Jeweils vor und nach dem Alkoholkonsum – die Studienteilnehmer konnten wahlweise Bier, Radler, Weißwein oder Weißweinschorle trinken – bekamen die Probanden zusätzlich den Pflanzen-Cocktails, die reine Mineralstoff-Vitamin-Mischung oder das Placebo. Dabei zeigte sich, dass die Teilnehmer, die den Pflanzen-Cocktail erhielten, im Vergleich zur Placebo-Gruppe deutlich weniger unter Kopfschmerzen (minus 34 Prozent) und Übelkeit (minus 42 Prozent) litten. Auch fielen ebenfalls nach Alkoholgenuss auftretende Symptome wie Apathie (minus 27 Prozent) oder Ruhelosigkeit (minus 41 Prozent) merklich geringer aus als in der Placebo-Gruppe.

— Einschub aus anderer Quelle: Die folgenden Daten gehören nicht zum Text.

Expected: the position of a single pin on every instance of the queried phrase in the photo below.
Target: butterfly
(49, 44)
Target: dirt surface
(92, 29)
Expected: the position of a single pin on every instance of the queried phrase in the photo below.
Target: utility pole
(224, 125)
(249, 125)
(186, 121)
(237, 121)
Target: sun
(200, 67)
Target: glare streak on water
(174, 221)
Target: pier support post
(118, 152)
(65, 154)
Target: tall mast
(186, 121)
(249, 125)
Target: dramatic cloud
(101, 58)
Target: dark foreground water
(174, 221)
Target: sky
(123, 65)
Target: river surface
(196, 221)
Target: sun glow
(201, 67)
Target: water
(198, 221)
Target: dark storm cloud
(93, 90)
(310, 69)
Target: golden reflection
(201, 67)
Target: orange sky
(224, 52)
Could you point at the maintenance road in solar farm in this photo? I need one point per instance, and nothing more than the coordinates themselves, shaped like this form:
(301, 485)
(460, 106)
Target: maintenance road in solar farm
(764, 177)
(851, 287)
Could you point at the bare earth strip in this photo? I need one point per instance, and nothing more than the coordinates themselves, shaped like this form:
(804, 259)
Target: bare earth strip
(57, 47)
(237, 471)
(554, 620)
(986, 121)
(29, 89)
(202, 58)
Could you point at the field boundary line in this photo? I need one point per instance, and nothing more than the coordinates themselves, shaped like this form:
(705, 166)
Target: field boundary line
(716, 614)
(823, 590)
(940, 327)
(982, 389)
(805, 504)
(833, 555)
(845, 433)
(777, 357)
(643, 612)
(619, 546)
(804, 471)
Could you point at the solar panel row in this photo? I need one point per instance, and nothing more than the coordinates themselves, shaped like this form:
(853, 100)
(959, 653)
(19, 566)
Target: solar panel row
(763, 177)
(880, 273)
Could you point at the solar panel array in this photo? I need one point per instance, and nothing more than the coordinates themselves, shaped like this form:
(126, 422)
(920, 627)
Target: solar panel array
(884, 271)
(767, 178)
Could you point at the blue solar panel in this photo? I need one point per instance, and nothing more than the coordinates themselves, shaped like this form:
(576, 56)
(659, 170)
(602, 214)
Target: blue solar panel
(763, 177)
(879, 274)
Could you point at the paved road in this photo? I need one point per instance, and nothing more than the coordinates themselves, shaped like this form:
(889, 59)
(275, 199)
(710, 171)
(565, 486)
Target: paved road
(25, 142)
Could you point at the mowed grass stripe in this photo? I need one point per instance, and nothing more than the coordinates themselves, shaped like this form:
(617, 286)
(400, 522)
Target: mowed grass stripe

Ebenfalls deutlich stärker unter alkoholbedingten Kater-Symptomen hatte der Studie zufolge die Kontrollgruppe zu leiden, die den reinen Mineralstoff-Vitamin-Mix verabreicht bekam. „Wir sehen also deutlich, dass die Pflanzenauszüge beim Alkoholabbau im Körper interagieren und damit bei der Vorbeugung oder Behandlung von Kater-Erscheinungen helfen beziehungsweise die Probleme lindern“, fasst Schmitt die Studienergebnisse zusammen. „Die Pflanzenextrakt-Mischung stellt nach gegenwärtigem Kenntnisstand die einzige wissenschaftlich belegte Möglichkeit dar, um gegen Kater-Beschwerden zu intervenieren.“

Anti-Kater-Cocktail bereits auf dem Markt

Für die Zukunft kann sich Schmitt – der die Studie im Rahmen seiner Masterarbeit an der JGU durchgeführt hat und nun über Naturstoffe aus Pflanzen gegen Antibiotika-resistente Keime promoviert – weitere Untersuchungen vorstellen, um aus den verschiedenen Pflanzenstoffen einen einzelnen Wirkstoff herauszufiltern, der für die positiven Effekte gegen Kater-Beschwerden hauptsächlich verantwortlich ist. „Dann könnte man aus einer Substanz eventuell auch ein Medikament herstellen.“

Bis es soweit ist, können feierwillige Konsumenten auf den in der Studie eingesetzten Pflanzen-Cocktail zurückgreifen, um den „Hangover“ am nächsten Tag abzumildern. Unter dem Produktnamen one:47 ist der von den Forschern klinisch erprobte Mix bereits als „After Party Drink“ erhältlich. Dieser enthält den Angaben zufolge neben natürlichen Extrakten aus Ingwer, Ginkgo, Weidenrinde, Kaktusfeige und Acerola die Vitamine C, B1, B2, B6 und Folsäure sowie die Mineralstoffe Zink, Magnesium und Natrium.